Gratuité des services offerts en milieu scolaire
À propos de la gratuité des services en milieu scolaire
Les règles sur la gratuité scolaire et les frais pouvant être exigés visent toutes les écoles de l’éducation préscolaire, de l’enseignement primaire et secondaire et les centres de formation professionnelle.
Le principe de gratuité est un élément fondamental du système d’éducation publique au Québec. Ainsi, toute exception à la gratuité des services éducatifs doit être interprétée de manière restrictive. Les normes établies par règlement et les décisions prises par les instances concernées doivent être comprises et appliquées équitablement pour favoriser l’accessibilité de l’instruction publique.
Dans cette page :
Élèves visés par la gratuité
Tout résident du Québec a droit à la gratuité des services éducatifs prévus par la Loi sur l’instruction publique et par le Régime pédagogique de l’éducation préscolaire, de l’enseignement primaire et de l’enseignement secondaire à compter du premier jour du calendrier scolaire de l’année scolaire où il atteint l’âge d’admissibilité. Cette gratuité s’applique jusqu’au dernier jour du calendrier scolaire de l’année scolaire où il atteint l’âge de 18 ans, ou de 21 ans dans le cas d’une personne handicapée au sens de la Loi assurant l’exercice des droits des personnes handicapées en vue de leur intégration scolaire, professionnelle et sociale.
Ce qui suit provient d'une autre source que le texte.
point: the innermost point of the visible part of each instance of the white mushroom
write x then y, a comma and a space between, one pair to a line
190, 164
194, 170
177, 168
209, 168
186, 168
Ce droit à la gratuité est également applicable à la formation professionnelle. Cependant, si l’élève a atteint l’âge de 18 ans, ou de 21 ans dans le cas d’une personne handicapée, des conditions sont prévues dans le Régime pédagogique de la formation professionnelle.
Les résidents du Québec qui ne sont plus assujettis à l’obligation de fréquentation scolaire ont droit à la gratuité des services d’alphabétisation et des autres services de formation prévus par le régime pédagogique applicable aux services éducatifs pour les adultes.
Personnes non-résidentes du Québec
Toute personne qui n’est pas résidente du Québec a droit à la gratuité des services dans l’une des situations suivantes :
- le titulaire de l’autorité parentale de cette personne demeure de façon habituelle au Québec;
- l’élève est une personne majeure qui demeure de façon habituelle au Québec;
- toute autre situation visée par règlement du gouvernement.
Contributions financières pouvant être exigées
Les normes sur les contributions financières pouvant être exigées sont prévues par le Règlement relatif à la gratuité du matériel didactique et à certaines contributions financières pouvant être exigées.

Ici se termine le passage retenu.